Putting too much stock in one's company can be a bad idea, as Robert K. Gasper and James D. Fairfield found out the hard way.
The former employees of Central Maine Power Co. were charged with insider trading by the Securities and Exchange Commission for transferring all of their 401(k) balances into a CMP stock fund the day before the firm announced plans to merge with Energy East Corp. on June 15, 1999.
Mr. Gasper, who invested $336,528 in CMP stock, made an illegal profit of $88,604 and Mr. Garfield, who invested $304,556, made an illegal profit of $80,186, the SEC charges. Under a settlement with the SEC, they agreed to return the illegal profits, but a portion of that was waived because of their inability to cough up the entire amount. Mr. Gasper will pay $65,000, and Mr. Fairfield, $30,000.

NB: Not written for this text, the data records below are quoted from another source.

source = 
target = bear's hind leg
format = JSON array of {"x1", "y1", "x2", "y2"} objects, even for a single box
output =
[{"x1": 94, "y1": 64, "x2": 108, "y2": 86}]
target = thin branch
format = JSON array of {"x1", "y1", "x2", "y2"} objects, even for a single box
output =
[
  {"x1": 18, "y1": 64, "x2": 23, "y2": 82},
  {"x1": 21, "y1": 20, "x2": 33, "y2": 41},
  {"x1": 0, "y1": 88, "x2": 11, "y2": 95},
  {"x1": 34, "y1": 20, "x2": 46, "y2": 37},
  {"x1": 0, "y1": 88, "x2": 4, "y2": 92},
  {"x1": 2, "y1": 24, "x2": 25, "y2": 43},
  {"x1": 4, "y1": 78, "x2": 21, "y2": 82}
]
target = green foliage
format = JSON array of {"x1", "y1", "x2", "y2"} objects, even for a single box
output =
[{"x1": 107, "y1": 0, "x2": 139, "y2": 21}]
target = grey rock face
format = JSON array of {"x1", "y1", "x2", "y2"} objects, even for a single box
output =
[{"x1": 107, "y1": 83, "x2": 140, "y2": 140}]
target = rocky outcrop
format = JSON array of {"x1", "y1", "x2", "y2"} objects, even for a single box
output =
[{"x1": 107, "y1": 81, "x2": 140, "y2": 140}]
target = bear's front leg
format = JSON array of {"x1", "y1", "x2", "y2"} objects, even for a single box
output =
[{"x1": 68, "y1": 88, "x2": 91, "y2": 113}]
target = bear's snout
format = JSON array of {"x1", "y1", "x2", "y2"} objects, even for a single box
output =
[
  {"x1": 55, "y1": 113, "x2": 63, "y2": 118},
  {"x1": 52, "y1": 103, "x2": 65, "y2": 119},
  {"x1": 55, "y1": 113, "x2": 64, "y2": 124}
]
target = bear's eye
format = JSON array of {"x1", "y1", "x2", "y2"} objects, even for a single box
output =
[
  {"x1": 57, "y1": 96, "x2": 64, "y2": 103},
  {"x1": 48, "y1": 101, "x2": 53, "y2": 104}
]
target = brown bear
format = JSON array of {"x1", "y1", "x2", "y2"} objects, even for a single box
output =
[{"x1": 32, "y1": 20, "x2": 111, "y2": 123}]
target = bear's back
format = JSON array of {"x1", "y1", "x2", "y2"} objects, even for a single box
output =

The SEC's lawsuit charged that Mr. Gasper first learned about the planned merger in late April or early May 1999. He was asked to retrieve information for a "top secret" project and assumed someone was "looking at the company." After learning that a highly unusual meeting had been scheduled for late in the day on June 14, Mr. Gasper concluded that an acquisition announcement was imminent and transferred all his 401(k) balance into company stock. He also tipped off Mr. Fairfield, who then executed a similar trade.